1. Durant cette Année de la Miséricorde, il est important de se plonger dans la vie des saints, parce que, comme nous l’a dit le Pape François, “ils sont entrés dans la profondeur de la Miséricorde”.

La vie de Sainte Thérèse de Lisieux (1873-1897) et celle de Padre Pio (1887-1968), comme d’ailleurs celle de tous les saints, et si nous le voulons, de chacun d’entre nous et de tout homme, est une histoire d’amour entre Dieu et l’âme, entre le Père et le Fils, en lequel le Seigneur se manifeste par sa miséricorde, sa tendresse, sa compassion et sa charité infinie.

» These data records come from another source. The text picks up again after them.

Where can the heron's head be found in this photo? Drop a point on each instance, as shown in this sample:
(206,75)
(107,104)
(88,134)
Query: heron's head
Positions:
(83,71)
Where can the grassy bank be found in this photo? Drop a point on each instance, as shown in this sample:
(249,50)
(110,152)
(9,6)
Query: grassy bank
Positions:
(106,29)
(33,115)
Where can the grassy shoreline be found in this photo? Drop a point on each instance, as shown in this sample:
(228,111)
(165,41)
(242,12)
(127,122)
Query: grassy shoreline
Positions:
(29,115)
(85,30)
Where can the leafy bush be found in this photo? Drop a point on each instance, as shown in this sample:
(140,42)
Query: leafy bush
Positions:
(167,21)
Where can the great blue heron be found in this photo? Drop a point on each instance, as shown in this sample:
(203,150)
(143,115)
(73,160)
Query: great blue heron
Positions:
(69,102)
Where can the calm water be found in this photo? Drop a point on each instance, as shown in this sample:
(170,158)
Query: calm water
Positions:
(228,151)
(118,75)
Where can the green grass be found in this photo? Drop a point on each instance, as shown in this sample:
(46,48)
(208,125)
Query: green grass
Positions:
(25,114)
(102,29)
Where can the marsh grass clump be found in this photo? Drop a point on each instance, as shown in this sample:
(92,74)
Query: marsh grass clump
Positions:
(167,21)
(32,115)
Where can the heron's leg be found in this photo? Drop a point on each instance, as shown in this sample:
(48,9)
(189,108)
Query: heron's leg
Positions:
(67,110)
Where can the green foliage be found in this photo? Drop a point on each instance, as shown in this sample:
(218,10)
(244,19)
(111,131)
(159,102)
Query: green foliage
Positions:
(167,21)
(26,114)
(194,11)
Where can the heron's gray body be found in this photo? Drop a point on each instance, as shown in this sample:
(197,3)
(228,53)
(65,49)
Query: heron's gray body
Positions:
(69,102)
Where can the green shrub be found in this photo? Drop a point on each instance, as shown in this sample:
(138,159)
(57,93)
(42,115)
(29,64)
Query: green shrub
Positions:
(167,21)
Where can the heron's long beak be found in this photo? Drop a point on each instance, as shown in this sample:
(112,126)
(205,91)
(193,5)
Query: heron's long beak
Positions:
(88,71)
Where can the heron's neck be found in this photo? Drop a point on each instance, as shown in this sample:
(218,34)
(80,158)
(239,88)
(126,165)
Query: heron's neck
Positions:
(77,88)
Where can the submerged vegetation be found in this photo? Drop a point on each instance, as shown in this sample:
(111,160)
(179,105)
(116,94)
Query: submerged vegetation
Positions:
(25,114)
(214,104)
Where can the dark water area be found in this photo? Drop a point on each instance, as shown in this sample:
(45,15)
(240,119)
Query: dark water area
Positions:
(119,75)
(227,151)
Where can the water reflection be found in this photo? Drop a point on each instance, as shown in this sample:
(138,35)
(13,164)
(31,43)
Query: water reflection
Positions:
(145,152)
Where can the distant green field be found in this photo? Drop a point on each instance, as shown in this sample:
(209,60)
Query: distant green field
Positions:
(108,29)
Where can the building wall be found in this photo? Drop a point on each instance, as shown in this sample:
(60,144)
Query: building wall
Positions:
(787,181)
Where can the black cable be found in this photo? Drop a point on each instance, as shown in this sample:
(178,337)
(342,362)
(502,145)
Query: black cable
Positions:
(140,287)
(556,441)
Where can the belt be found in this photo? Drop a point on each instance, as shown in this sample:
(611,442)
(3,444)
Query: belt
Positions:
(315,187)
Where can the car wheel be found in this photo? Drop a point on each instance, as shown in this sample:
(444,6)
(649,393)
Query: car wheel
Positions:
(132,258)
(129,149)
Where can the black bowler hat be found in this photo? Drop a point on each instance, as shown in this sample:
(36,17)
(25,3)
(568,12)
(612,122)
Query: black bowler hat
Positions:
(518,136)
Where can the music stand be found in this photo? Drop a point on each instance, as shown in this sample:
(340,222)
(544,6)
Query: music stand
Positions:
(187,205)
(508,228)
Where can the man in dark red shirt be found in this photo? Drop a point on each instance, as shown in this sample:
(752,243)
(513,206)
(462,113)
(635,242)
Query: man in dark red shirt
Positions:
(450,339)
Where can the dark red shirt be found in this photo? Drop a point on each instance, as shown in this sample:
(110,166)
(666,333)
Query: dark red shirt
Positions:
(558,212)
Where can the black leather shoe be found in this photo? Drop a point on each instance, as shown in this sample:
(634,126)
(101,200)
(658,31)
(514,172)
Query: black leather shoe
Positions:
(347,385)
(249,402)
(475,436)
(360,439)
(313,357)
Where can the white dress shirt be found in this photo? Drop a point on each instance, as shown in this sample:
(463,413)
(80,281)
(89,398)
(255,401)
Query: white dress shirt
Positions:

Au cours de cette réflexion, nous chercherons la présence de Dieu en ces deux saints, en pénétrant dans leur chemin de sanctification et dans leur spiritualité, avec le but d’être guidés par leur exemple, vers la rencontre avec le Miséricordieux.

Ces deux saints ne se sont pas connus personnellement : en fait, quand Sainte Thérèse de l’Enfant Jésus est morte, Padre Pio n’avait que 10 ans.

Mais, Padre Agostino de San Marco in Lamis, le directeur spirituel de Padre Pio, et professeur de théologie, lui inculqua la dévotion envers Sainte Thérèse, et l’invita à lire l’ “Histoire d’une âme”

Padre Pio devint ainsi profondément amoureux de la spiritualité de la petite Thérèse, jusqu’à intérioriser son langage spirituel et mystique.

Comme nous le verrons, ces deux saints ont vécus des phénomènes mystiques similaires, comme la blessure d’amour, l’abandon à l’amour divin, et la Nuit de l’Esprit.

De fait, en comparant la description qu’ils font de ces phénomènes, on s’aperçoit que le langage, les sentiments, les émotions exprimés par Padre Pio, sont très similaires à ce qu’écrit Sainte Thérèse de l’Enfant Jésus.

La participation du Saint de Pietrelcina, en bilocation, à la béatification et à la canonisation de Sainte Thérèse de l’Enfant Jésus, est un fait reconnu.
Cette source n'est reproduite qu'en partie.